Credit law change backfires

In late December 2019, with no fuss and only minor dissension, Parliament passed the Credit Contracts Legislation Amendment Act.

Like most laws Parliament enacts, it had the best of intentions.

As the then Commerce and Consumer Affairs Minister Kris Faafoi said in his third reading speech, vulnerable people were suffering severe harm due to being targeted by "predatory" lenders.

That was why regulations were being tightened, so pay day lenders and mobile traders - often the last resort for people unable to obtain credit from trading banks and other registered lenders - had to ensure the people they advanced money could pay it back.

Almost all subsequent speakers focused on the usurious interest rates some unwitting borrowers had been forced to pay by unscrupulous lenders and commended the Bill to the House.

Few doubted that Parliament had done a good thing, and it was expected that a review of the new law scheduled for three years’ time would show that the vulnerable poor had now been afforded much needed protection.

But that review has had to be accelerated by the now Commerce Minister, Dunedin MP David Clark, after a series of articles in the Otago Daily Times which have highlighted that the law change is having a much broader impact than MPs expected.

The law came into effect on December 1 last year, so as to give lenders time to change their procedures to comply with it.

The law changes included amendments to the responsible lending code, which required lenders to do more due diligence about their customers before granting credit or a loan.

Just a matter of days later, consumers rebelled at what they perceived as overly-intrusive, downright invasive, and seemingly arbitrary provisions that they were now having to navigate.

Dunedin mortgage brokers revealed they had warned clients perceived over-expenditure on things like takeaways or coffee could disqualify them from securing a loan, and a Dunedin woman spoke out after a loan application was turned down after her bank questioned a $187 Christmas shopping trip to Kmart in Invercargill and her husband’s daily trip to the dairy to buy a drink while at work.

A Dunedin mother said she was told by a bank it would only consider giving her a mortgage if she returned to work within 90 days of giving birth.

Perhaps unsurprisingly, mortgage approval rates in Otago and Southland dropped by 6.5% the month after the new lending rules came into effect.

Was this a matter of unintended consequences, or should MPs have seen this coming?

There seems little doubt MPs did not have the inconsequential day-to-day spending of the majority of people in mind when they legislated, but they were most certainly warned that exactly what has happened could come to pass.

In its select committee submission the Bank of New Zealand warned against "prescriptive requirements" and urged that lenders be able to retain the right of discretion.

ANZ was concerned that there should be balance between responsible lending and access to credit, and worried that "in seeking to encourage compliance, the Bill will unintentionally restrict access to credit for those most in need."
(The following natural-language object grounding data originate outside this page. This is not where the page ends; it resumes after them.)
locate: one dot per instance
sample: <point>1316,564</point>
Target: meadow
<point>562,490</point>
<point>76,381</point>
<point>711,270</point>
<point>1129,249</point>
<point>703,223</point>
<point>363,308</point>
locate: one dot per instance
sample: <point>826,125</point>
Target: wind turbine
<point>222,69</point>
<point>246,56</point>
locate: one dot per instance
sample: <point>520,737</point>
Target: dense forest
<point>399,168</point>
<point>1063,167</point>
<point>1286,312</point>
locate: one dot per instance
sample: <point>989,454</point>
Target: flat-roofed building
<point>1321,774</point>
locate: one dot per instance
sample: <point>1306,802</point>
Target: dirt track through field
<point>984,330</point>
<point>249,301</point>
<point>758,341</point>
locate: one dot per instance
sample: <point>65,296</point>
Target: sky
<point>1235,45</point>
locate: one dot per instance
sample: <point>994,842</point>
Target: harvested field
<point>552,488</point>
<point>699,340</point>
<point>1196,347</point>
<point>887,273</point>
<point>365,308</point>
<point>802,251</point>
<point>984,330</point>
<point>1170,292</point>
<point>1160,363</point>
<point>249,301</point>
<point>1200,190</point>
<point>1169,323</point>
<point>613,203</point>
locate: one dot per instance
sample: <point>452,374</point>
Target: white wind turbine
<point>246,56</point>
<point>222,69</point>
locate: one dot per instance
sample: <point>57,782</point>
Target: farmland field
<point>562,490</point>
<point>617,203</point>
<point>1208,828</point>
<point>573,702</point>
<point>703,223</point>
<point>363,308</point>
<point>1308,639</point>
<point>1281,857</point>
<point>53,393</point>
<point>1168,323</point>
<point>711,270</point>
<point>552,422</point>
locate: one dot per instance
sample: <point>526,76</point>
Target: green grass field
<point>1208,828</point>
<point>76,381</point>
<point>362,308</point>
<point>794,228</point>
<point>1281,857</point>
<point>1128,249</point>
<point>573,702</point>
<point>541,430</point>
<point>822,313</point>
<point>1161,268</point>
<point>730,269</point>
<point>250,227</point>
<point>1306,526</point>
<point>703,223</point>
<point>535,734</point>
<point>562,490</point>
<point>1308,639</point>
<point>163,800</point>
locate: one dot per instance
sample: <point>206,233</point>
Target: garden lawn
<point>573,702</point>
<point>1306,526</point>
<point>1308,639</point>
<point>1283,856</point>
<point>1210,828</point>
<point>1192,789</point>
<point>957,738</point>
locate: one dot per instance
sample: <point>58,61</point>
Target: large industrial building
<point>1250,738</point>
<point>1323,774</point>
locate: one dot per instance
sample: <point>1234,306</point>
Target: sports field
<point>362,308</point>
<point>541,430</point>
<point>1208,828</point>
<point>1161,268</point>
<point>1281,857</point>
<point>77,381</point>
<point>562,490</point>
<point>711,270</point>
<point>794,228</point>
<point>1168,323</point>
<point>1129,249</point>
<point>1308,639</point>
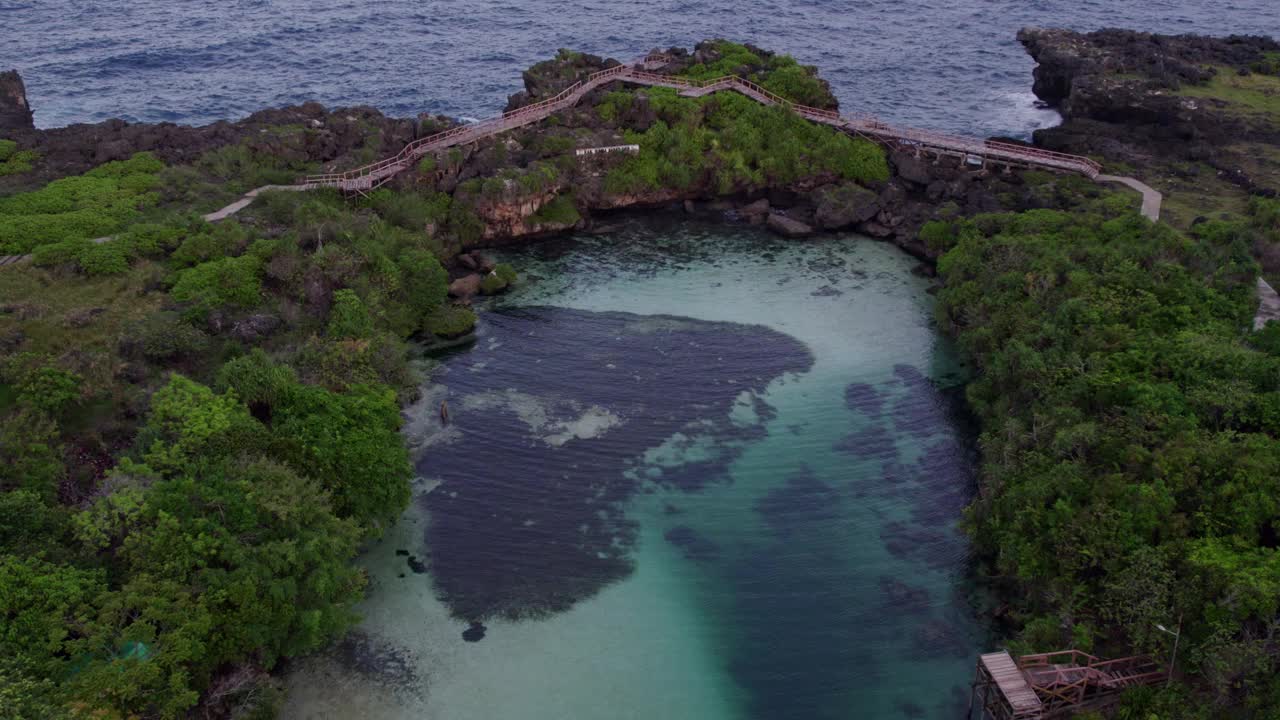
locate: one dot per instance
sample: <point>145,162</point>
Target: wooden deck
<point>1013,684</point>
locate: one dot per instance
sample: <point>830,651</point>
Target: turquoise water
<point>691,470</point>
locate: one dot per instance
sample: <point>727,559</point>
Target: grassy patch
<point>99,203</point>
<point>1255,95</point>
<point>85,317</point>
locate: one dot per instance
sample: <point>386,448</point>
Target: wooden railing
<point>375,174</point>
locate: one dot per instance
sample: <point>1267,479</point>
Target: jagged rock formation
<point>14,112</point>
<point>1119,94</point>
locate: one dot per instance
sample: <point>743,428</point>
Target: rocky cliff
<point>1133,96</point>
<point>14,110</point>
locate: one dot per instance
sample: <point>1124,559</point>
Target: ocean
<point>928,63</point>
<point>691,470</point>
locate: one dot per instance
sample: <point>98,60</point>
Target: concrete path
<point>1151,197</point>
<point>1269,305</point>
<point>245,201</point>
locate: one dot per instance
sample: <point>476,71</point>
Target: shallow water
<point>928,63</point>
<point>690,472</point>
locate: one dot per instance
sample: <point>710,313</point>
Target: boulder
<point>787,227</point>
<point>912,168</point>
<point>255,327</point>
<point>14,110</point>
<point>759,208</point>
<point>842,205</point>
<point>466,286</point>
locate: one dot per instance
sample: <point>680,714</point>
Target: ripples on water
<point>949,65</point>
<point>691,472</point>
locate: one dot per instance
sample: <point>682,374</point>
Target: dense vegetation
<point>96,204</point>
<point>732,144</point>
<point>13,160</point>
<point>781,74</point>
<point>1130,424</point>
<point>199,425</point>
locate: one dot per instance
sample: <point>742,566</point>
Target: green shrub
<point>451,320</point>
<point>151,240</point>
<point>739,145</point>
<point>348,318</point>
<point>256,379</point>
<point>560,210</point>
<point>214,241</point>
<point>31,454</point>
<point>232,282</point>
<point>424,281</point>
<point>164,337</point>
<point>48,388</point>
<point>351,442</point>
<point>411,210</point>
<point>96,204</point>
<point>59,253</point>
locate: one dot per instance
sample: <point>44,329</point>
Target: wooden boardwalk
<point>969,149</point>
<point>1011,683</point>
<point>1054,684</point>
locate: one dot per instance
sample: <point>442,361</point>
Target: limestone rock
<point>842,205</point>
<point>14,110</point>
<point>787,227</point>
<point>466,286</point>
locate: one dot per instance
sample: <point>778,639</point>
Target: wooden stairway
<point>373,176</point>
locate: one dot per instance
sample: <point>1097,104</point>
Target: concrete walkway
<point>245,201</point>
<point>1151,197</point>
<point>1269,305</point>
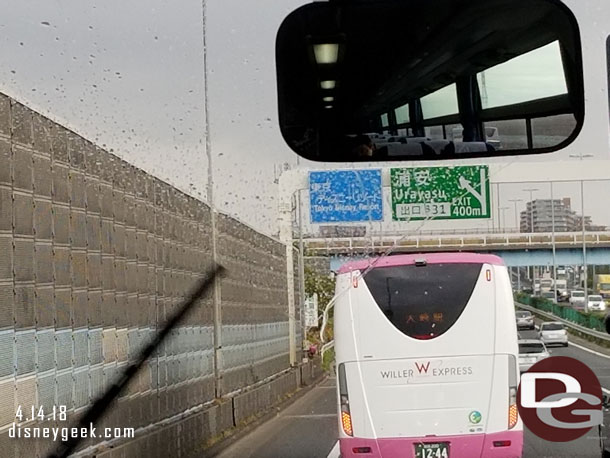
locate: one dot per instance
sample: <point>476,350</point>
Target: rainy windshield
<point>142,145</point>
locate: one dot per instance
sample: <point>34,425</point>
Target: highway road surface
<point>308,428</point>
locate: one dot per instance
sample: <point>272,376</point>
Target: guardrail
<point>576,327</point>
<point>565,312</point>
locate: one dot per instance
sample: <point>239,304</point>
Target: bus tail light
<point>513,413</point>
<point>502,443</point>
<point>346,418</point>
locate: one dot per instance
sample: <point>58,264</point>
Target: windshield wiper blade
<point>100,406</point>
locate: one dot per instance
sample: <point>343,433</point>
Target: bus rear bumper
<point>506,444</point>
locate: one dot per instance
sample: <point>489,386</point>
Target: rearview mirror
<point>415,79</point>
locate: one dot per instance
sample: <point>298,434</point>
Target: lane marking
<point>335,452</point>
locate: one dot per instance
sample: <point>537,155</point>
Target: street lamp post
<point>514,201</point>
<point>503,219</point>
<point>553,239</point>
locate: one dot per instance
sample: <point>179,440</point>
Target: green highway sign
<point>460,192</point>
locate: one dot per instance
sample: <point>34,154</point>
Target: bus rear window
<point>423,302</point>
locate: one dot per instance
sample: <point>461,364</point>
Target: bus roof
<point>431,258</point>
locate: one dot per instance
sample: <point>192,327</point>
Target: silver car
<point>524,320</point>
<point>530,352</point>
<point>553,333</point>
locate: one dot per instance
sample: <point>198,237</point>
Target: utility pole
<point>514,201</point>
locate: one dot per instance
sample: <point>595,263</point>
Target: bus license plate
<point>436,450</point>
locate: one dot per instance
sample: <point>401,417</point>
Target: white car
<point>577,299</point>
<point>553,333</point>
<point>525,319</point>
<point>530,352</point>
<point>596,303</point>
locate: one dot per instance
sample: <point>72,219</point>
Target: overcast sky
<point>129,75</point>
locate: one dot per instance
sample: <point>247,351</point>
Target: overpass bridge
<point>517,249</point>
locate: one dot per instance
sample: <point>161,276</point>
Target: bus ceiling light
<point>328,84</point>
<point>346,418</point>
<point>326,53</point>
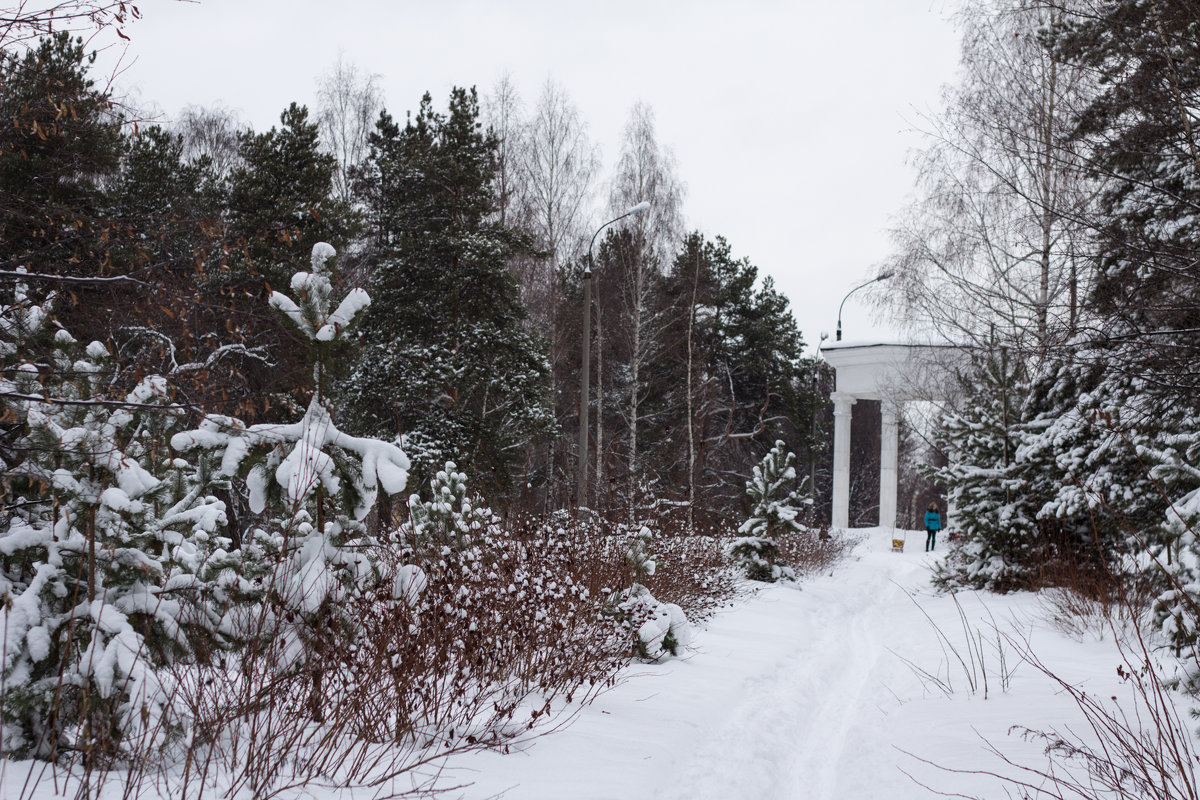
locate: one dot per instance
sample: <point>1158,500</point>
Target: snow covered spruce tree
<point>774,511</point>
<point>315,485</point>
<point>454,337</point>
<point>107,548</point>
<point>985,483</point>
MPs seem to have had their eyes firmly fixed on the centre of the target - the predatory lender - but fired away with a blunderbuss and hit the entire banking and lending sector in the process.

First home buyers, already facing a steep uphill battle to obtain a mortgage in a red-hot property market, now face a new high hurdle to clear.
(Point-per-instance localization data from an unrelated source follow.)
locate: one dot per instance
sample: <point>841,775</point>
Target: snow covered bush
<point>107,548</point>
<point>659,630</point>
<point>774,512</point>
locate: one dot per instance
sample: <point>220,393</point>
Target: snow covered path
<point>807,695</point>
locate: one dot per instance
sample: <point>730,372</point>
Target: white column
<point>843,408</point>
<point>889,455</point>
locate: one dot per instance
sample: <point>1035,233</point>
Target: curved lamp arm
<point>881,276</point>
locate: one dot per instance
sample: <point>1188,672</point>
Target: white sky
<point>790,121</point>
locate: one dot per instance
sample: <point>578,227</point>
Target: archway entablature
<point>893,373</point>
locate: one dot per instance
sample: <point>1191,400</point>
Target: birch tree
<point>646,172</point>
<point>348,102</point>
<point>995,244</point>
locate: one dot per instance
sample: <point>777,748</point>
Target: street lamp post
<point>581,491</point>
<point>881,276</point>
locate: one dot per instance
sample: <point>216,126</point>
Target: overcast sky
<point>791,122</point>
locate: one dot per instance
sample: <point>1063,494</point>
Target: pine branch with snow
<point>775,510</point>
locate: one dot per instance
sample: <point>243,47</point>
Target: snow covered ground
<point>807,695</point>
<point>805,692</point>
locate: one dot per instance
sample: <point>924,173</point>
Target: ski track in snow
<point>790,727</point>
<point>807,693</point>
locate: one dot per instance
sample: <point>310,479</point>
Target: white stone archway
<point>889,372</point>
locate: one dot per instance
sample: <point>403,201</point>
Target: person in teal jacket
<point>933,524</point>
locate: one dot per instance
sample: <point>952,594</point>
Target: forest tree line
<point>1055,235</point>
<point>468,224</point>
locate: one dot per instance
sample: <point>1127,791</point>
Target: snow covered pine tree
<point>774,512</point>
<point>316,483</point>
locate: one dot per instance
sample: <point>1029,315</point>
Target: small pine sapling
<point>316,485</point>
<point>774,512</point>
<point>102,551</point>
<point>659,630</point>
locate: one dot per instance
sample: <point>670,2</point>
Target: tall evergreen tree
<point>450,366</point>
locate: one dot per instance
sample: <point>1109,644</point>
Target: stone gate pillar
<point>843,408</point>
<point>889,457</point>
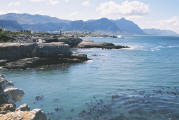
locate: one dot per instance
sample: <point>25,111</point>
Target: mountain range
<point>45,23</point>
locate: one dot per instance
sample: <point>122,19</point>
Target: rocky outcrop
<point>104,45</point>
<point>8,110</point>
<point>13,94</point>
<point>28,55</point>
<point>35,114</point>
<point>72,41</point>
<point>14,51</point>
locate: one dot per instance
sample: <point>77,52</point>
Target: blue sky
<point>162,14</point>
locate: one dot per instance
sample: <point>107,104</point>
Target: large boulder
<point>91,44</point>
<point>23,107</point>
<point>13,94</point>
<point>35,114</point>
<point>73,42</point>
<point>6,108</point>
<point>14,51</point>
<point>4,83</point>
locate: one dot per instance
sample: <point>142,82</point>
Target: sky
<point>160,14</point>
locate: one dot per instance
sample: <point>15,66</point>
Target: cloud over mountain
<point>128,8</point>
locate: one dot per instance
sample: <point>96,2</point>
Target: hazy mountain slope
<point>31,19</point>
<point>46,23</point>
<point>128,27</point>
<point>10,25</point>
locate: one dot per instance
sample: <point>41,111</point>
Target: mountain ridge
<point>44,23</point>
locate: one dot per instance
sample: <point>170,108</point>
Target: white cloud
<point>53,2</point>
<point>14,4</point>
<point>126,8</point>
<point>36,0</point>
<point>170,24</point>
<point>86,3</point>
<point>66,1</point>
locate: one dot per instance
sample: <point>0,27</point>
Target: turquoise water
<point>140,83</point>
Likewise, established property owners with a history of meeting their mortgage payments now have to leap through extra hoops to borrow, and small businesses are also battling to obtain short-term credit.

The law changes were not expected to create an impediment to business as normal, but they appear to have done just that.

It might afford the Government some small level of embarrassment but it needs to fix this, and fast.

Parasitic lending should be stamped out, but the Credit Contracts Legislation Amendment Act seems to be too big and too blunt an instrument to achieve that end.

Comments

"but fired away with a blunderbuss"
This is what your typical SJW (social justice warrior) does
Filled with their own self-righteousness and contempt they fail to see the damage they do. Their lack of understanding of human nature and how our society actually operates only serves to reinforce their ideological view of any issue and as always, they fall back on their "good intentions" as an excuse for their ignorance, to maintain their virtue
This corrupt thinking is evident in our schools, universities, and legal systems.
It has invaded our family law and social support networks, yet statical facts such child homicide, suicide, single parent families, homelessness, loneliness, depression, lack of belief in our society or a positive future, leaves the SJW more committed to "making a difference" rather than contemplating their part in creating the current social construct
Aleksandr Solzhenitsyn's, The Gulag Archipelago should be compulsory reading for all university students studying the humanities and political types
The Marxist derived Postmodernist ideology underpins our current social construct and the outcomes are well documented in 20th Century history

Mainstream banks are already regulated by the Reserve Bank etc. This bill is aimed at loan sharks and small time lenders.